INJURED servicemen helped reveal the remains of a Roman building in Monmouthshire this week.

A team of 32 soldiers from the Rifles regiment, together with students from the University of Leicester and veterans, have been working on a dig at Caerleon Army Training Camp since Monday.

It’s all part of Operation Nightingale, an army project which uses archaeology to help rehabilitate servicemen.

Soldiers, some of whom have suffered double amputations, gunshot wounds, explosions while in vehicles and burns, worked on the site digging trenches and revealing the walls of a Roman building.

The groups have been staying and socialising in the area all week, giving soldiers from the same regiment the opportunities to make friends and build a network of support.

It also gives them a chance to find out how their skills can be used outside the military.

Father of four Corporal Steven Winterton, 32, from 1st Battalion the Rifles, based at Beachley Barracks, is starting university in June to study archaeology and ancient history.

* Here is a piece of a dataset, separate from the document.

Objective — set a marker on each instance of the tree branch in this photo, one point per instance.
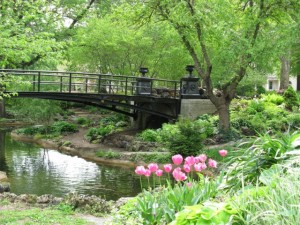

Mr Winterton, who suffered nerve damage after he was injured in Helmand Province, Afghanistan, in 2009, said: “It gives us something else to think about, instead of worrying about what life is going to bring.

“It gives people new skills as well, there’s a lot of transferable skills that we have learned within the military that we’re able to transfer to archaeology.

“We’re used to opening up holes and living in them, nowwe are opening up holes and seeing what’s in them.”

Some of the skills used by soldiers to detect improved explosive devices in Afghanistan can be put to use on a dig, according to Ministry of Defence archaeologist Martin Brown.

“If there’s different patterns of stones, if the soil has been changed and been put back in, that’s exactly how we work here,” he said.

Sergeant Dermot Walshe, who developed the project with Mr Brown, said: “Some of these guys will be medically discharged when it’s right for them. This gets them used to working with civilians and gets civilians used to working with soldiers.”

The current group of soldiers finishes on Sunday – but Operation Nightingale will continue at Caerwent for another two weeks, while six weeks are planned at a former Saxon cemetery on Salisbury Plain.